Supports saved list filters as reusable filter criteria, distinguishing saved filters from broader saved search state.
Full agent/debug reference
Problem Context
The result set combines keyword search, filter criteria, sort, scope, saved search, saved filter, pagination, view density, or layout state.
The UI offers Clear filters, Reset, Clear all, Start over, chip removal, mobile drawer reset, no-results recovery, or saved-filter apply actions.
Users expect a filter reset to widen results by removing constraints, not to destroy the query or saved context that defines the result universe.
The page may use batch filter drafts, applied filter chips, saved presets, URL parameters, search history, or mobile drawers that make state ownership hard to see.
Selection Rules
Flag this anti-pattern when a filter reset clears or changes query text, submitted search, search scope, saved search identity, search history, sort order, page size, view mode, selected rows, or route context that is not visibly part of the filters.
Use Clear filters for user-applied filter criteria only.
Use Clear search or Clear query when the action removes search text or submitted search context.
Use Clear search and filters, Reset all, or Start over only when the label names the broader effect and the UI lists the affected state.
Use chip removal for one applied criterion and clear-all chips for the filter chip group, preserving query, sort, scope, and view state.
Use saved filter when only reusable filter criteria are applied; preserve query and sort unless the preset explicitly stores them.
Use saved search when query text, filters, sort, scope, and alert subscriptions are intentionally bundled into a saved object.
In no-results recovery, offer scoped loosening actions before broad reset.
In batch filter panels, distinguish Reset draft from Clear applied filters.
If broad reset is destructive or hard to reconstruct, provide undo, confirmation, or a visible before/after state list.
Required States
Default state with visible query, filters, sort, scope, and result count separated by ownership.
Clear one filter state that removes only one criterion and preserves query and sort.
Clear all filters state that removes all filter criteria and keeps the submitted query.
Clear search state that removes query text without pretending it is a filter reset.
Reset draft state in a batch panel that reverts pending filter controls without changing applied results.
No-results recovery state with scoped loosen-filter and clear-search actions.
Saved filter or saved search state showing whether the saved object owns query text.

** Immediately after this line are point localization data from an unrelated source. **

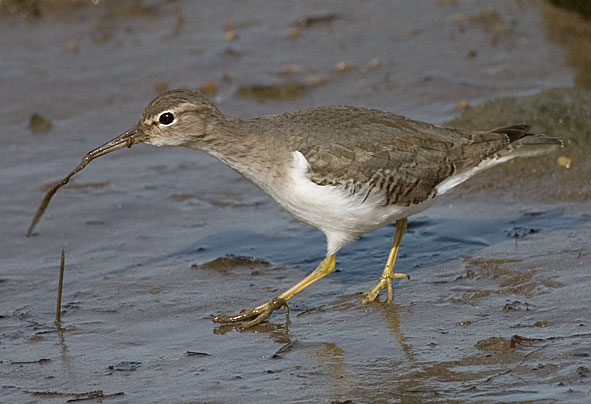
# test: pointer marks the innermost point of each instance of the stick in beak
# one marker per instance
(126, 139)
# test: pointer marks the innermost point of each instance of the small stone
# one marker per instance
(230, 35)
(463, 105)
(294, 33)
(344, 66)
(375, 63)
(209, 88)
(564, 161)
(39, 124)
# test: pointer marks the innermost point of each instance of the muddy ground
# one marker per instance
(159, 240)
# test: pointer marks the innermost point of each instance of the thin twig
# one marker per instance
(58, 311)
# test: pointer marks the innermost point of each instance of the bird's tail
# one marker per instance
(523, 143)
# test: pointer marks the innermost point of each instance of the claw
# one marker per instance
(251, 317)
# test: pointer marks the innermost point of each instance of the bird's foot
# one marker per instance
(385, 282)
(251, 317)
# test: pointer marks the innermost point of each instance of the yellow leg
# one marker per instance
(388, 275)
(260, 313)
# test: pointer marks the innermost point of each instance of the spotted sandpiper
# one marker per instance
(344, 170)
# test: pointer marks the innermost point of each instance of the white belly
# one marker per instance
(341, 216)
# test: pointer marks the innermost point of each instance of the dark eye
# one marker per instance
(166, 118)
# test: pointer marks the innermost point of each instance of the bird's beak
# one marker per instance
(127, 139)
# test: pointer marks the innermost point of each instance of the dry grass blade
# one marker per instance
(87, 159)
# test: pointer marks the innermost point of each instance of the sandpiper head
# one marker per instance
(176, 118)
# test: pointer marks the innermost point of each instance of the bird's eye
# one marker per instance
(166, 118)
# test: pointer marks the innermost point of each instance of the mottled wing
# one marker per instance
(404, 159)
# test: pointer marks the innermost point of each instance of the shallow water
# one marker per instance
(501, 259)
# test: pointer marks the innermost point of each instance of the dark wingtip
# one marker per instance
(514, 132)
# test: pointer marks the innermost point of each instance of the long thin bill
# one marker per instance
(126, 139)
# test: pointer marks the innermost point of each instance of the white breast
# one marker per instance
(343, 217)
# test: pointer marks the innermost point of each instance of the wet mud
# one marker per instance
(158, 241)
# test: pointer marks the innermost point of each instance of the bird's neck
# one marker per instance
(244, 147)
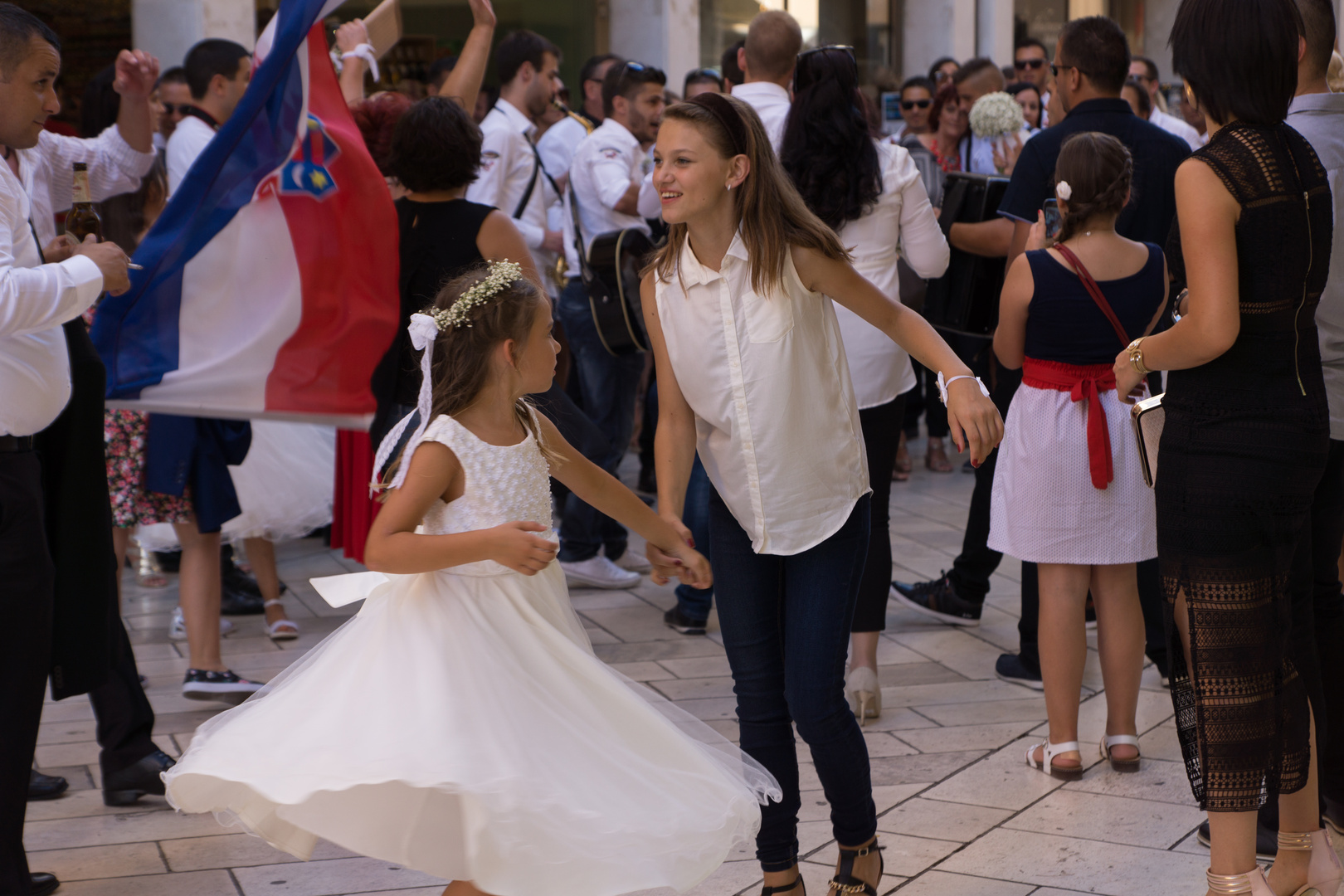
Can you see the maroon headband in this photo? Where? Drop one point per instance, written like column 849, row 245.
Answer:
column 722, row 108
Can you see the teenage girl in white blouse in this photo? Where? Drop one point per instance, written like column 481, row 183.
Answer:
column 753, row 373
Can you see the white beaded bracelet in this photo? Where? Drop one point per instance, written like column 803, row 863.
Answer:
column 944, row 384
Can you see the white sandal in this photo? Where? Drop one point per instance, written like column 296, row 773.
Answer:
column 277, row 631
column 1051, row 751
column 1113, row 740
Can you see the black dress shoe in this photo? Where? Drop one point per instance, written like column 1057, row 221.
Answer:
column 124, row 787
column 240, row 603
column 43, row 883
column 46, row 786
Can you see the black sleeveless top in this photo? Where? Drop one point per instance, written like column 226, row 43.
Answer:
column 437, row 242
column 1064, row 324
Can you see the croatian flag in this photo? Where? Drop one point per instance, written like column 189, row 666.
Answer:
column 270, row 281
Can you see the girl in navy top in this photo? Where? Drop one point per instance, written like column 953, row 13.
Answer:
column 1069, row 492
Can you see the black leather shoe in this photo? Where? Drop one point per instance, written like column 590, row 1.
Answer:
column 240, row 603
column 124, row 787
column 43, row 883
column 46, row 786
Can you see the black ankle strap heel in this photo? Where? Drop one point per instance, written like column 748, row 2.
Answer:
column 845, row 883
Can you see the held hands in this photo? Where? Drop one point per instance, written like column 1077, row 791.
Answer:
column 110, row 261
column 973, row 419
column 682, row 561
column 515, row 546
column 138, row 73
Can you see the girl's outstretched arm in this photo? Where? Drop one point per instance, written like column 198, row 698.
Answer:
column 436, row 475
column 605, row 492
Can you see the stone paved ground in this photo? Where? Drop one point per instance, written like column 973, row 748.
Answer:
column 958, row 811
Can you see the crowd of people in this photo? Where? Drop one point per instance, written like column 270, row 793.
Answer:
column 1146, row 250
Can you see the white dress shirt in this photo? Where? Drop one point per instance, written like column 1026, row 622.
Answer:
column 777, row 426
column 47, row 173
column 1174, row 125
column 188, row 140
column 605, row 165
column 558, row 144
column 509, row 162
column 35, row 299
column 878, row 367
column 772, row 104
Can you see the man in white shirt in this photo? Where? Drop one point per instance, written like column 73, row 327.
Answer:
column 1144, row 71
column 558, row 144
column 606, row 179
column 217, row 75
column 1319, row 116
column 767, row 61
column 35, row 299
column 511, row 176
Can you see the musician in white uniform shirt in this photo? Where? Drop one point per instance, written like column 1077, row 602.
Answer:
column 511, row 176
column 767, row 62
column 609, row 173
column 35, row 299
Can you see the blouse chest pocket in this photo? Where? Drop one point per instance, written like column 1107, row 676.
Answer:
column 769, row 320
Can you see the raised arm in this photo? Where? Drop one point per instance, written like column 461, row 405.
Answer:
column 973, row 418
column 464, row 80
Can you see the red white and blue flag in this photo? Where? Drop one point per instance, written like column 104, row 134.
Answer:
column 270, row 281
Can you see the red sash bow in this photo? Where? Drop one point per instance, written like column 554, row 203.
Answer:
column 1081, row 382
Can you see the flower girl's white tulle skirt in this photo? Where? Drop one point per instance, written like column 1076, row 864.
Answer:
column 461, row 726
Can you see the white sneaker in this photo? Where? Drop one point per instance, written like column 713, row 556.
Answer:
column 598, row 572
column 633, row 562
column 178, row 631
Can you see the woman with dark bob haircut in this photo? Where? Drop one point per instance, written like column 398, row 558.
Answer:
column 436, row 153
column 1244, row 442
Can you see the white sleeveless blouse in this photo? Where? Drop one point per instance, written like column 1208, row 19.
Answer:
column 776, row 418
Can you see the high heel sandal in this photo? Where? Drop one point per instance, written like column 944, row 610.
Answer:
column 845, row 881
column 1064, row 772
column 1252, row 883
column 277, row 631
column 1113, row 740
column 782, row 891
column 864, row 694
column 1324, row 874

Pagination and sort preservation state after filter reset.
Mobile drawer reset state where returning to results keeps the submitted query.

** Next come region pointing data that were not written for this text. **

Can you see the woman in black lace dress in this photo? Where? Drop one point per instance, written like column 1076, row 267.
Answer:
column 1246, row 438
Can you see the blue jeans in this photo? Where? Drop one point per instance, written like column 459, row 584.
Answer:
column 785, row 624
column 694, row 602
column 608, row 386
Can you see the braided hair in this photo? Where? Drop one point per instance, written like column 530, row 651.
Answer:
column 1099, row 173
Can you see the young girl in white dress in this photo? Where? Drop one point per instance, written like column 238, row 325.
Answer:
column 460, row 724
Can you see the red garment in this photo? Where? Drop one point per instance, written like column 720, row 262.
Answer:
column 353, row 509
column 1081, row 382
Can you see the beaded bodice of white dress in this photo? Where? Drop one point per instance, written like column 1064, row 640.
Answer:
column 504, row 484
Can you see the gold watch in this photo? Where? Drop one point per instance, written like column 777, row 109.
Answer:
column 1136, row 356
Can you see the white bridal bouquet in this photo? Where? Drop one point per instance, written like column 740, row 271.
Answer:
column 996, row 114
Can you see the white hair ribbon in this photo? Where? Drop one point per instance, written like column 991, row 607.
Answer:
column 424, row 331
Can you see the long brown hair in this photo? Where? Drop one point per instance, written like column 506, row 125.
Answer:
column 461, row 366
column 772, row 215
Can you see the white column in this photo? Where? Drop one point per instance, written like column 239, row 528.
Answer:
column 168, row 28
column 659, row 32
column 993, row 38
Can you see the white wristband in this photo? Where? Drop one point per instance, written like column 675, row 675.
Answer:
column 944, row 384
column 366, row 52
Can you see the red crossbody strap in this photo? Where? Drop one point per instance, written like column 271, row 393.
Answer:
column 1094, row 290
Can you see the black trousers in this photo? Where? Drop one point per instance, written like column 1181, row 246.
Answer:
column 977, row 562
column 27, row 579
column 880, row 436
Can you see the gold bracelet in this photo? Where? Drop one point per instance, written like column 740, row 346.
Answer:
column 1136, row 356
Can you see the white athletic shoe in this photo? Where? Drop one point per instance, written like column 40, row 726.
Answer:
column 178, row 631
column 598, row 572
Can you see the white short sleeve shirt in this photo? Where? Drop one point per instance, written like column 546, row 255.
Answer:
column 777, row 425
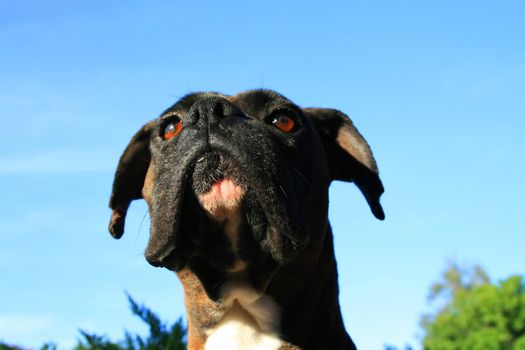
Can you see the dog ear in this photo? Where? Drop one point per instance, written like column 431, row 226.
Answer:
column 129, row 178
column 348, row 155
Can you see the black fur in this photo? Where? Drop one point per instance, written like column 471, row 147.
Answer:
column 285, row 177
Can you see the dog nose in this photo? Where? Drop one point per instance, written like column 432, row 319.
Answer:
column 211, row 110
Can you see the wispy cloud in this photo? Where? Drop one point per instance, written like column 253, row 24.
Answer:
column 56, row 162
column 15, row 326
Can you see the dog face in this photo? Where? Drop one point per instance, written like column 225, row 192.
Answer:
column 238, row 183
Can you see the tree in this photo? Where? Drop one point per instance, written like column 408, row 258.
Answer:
column 476, row 314
column 161, row 337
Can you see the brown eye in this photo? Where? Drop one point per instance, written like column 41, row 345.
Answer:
column 172, row 129
column 284, row 123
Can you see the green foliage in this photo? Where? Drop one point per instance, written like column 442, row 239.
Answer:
column 161, row 336
column 478, row 315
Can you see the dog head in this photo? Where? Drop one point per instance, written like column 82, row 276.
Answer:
column 242, row 177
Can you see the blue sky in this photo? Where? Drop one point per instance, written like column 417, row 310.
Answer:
column 437, row 88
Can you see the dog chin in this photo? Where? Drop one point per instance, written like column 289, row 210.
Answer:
column 223, row 200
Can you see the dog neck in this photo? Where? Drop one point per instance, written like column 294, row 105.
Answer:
column 300, row 307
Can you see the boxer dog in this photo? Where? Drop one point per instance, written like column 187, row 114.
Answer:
column 237, row 191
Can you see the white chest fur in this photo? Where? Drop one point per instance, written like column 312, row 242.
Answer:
column 250, row 323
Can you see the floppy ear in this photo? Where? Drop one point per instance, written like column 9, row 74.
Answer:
column 129, row 178
column 348, row 155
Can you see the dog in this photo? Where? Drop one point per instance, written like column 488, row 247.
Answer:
column 237, row 192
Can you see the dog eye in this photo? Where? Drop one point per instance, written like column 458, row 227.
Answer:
column 172, row 129
column 284, row 123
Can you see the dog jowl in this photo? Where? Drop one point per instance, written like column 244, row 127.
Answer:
column 237, row 190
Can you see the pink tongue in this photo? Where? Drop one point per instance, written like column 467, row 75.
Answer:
column 224, row 194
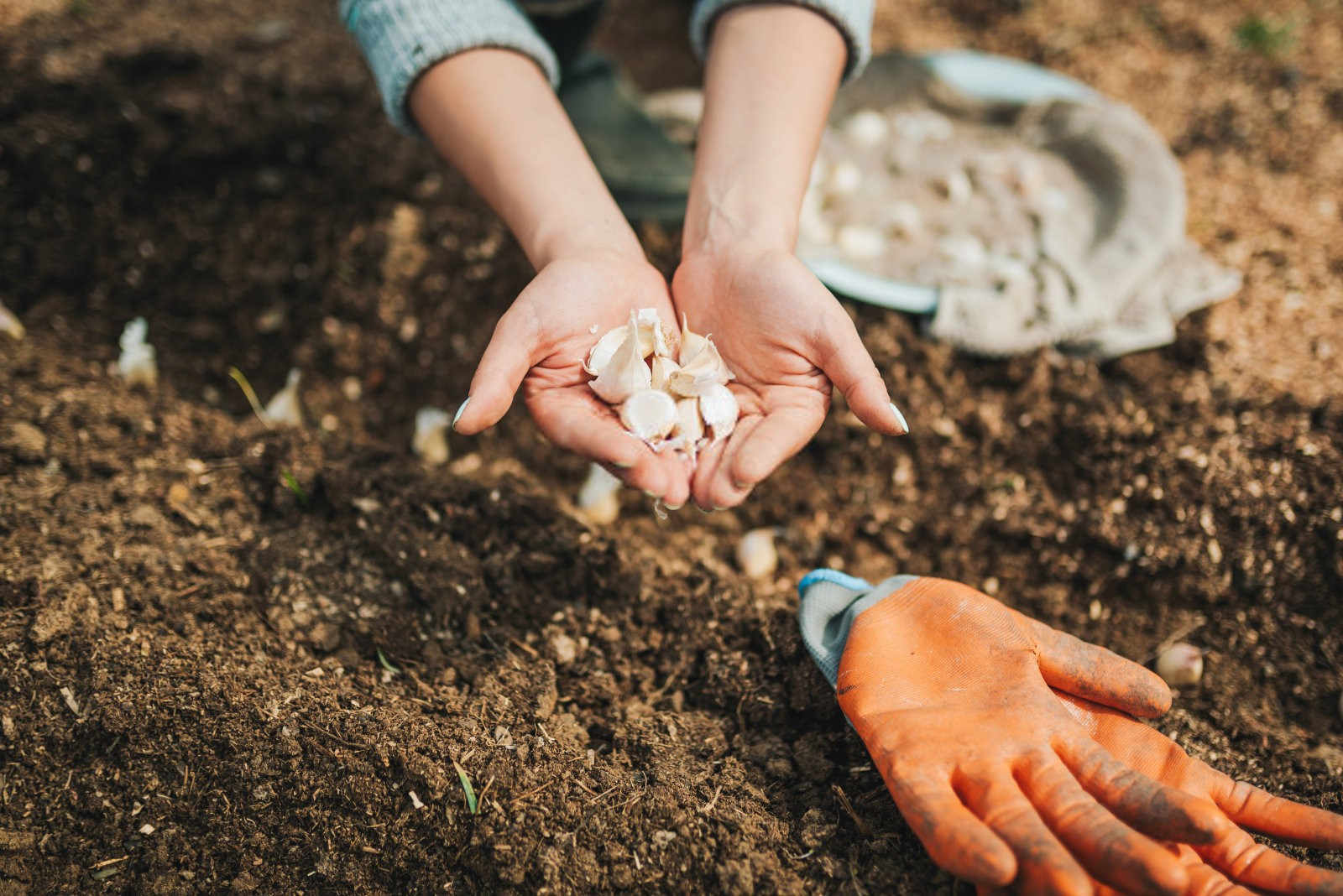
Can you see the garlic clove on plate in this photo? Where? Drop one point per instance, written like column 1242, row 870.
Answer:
column 430, row 439
column 719, row 409
column 649, row 414
column 626, row 372
column 284, row 407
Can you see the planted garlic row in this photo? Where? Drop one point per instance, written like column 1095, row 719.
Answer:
column 664, row 400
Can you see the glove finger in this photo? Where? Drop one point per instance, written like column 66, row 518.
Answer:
column 954, row 837
column 1147, row 805
column 1043, row 864
column 1092, row 672
column 1111, row 851
column 1259, row 810
column 1253, row 864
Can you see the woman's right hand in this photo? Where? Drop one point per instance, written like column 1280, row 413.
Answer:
column 541, row 342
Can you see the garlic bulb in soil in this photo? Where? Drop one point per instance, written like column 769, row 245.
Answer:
column 10, row 324
column 138, row 365
column 599, row 497
column 756, row 555
column 430, row 439
column 624, row 373
column 662, row 400
column 1181, row 664
column 284, row 408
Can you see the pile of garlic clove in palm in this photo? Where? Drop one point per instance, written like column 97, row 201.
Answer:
column 669, row 399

Bad state showing query wiped, sort reset, saved identity lost, history deleted, and one-chip removal over-clearing state.
Interaction Contract
Every reset control names the state it changes.

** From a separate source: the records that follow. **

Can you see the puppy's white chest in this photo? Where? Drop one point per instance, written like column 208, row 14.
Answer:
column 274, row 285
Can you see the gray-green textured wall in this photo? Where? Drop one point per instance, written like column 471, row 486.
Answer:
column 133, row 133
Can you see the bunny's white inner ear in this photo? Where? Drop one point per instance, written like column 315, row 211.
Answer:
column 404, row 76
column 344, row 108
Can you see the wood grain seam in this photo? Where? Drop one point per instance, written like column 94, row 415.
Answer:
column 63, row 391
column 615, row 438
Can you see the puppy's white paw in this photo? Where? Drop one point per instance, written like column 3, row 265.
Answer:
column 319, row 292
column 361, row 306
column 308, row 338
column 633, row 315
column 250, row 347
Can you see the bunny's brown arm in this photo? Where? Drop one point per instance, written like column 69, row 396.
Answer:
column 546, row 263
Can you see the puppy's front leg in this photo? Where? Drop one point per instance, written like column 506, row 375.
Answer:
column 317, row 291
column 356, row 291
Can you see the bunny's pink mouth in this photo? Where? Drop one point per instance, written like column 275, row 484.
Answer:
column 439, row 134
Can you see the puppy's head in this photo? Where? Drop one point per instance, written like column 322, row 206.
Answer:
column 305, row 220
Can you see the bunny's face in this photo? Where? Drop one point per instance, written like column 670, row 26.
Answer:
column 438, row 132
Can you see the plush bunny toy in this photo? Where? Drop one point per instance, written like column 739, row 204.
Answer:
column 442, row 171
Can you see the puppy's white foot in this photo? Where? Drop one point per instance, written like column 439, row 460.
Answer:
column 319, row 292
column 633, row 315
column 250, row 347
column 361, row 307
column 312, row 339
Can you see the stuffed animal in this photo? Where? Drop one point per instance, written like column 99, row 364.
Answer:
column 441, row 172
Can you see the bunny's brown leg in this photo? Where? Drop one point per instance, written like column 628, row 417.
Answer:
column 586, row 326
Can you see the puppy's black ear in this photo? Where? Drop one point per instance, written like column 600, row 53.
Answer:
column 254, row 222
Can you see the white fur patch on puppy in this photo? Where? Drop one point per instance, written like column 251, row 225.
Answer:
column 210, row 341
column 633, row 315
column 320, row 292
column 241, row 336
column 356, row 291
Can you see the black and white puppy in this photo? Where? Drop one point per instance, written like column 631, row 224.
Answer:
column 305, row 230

Clear filters removes only filter criteria and updates the result count without clearing the search query.
Clear search removes only query text and leaves filters visible unless the action explicitly says it clears both.
Removing one chip removes one criterion; Clear all filters removes the filter group only.
Sort order, view density, search scope, selected saved search, and pagination policy are preserved or explicitly listed as affected.
No-results recovery keeps active state visible while users choose which constraint to loosen.
Batch filter reset distinguishes draft selections from applied filters.
Focus remains near the changed control or result summary after scoped reset.
Undo or confirmation is available when a broad reset would be surprising or hard to reconstruct.
Implementation Checklist
Model query, filters, sort, scope, saved identity, pagination, and view mode as separate state owners.
Name reset functions after the state they affect, such as clearFilters, clearQuery, clearSort, or resetAllResultState.
Render query tokens separately from filter chips.
Place Clear filters near applied filter chips and Clear search near the search field or query token.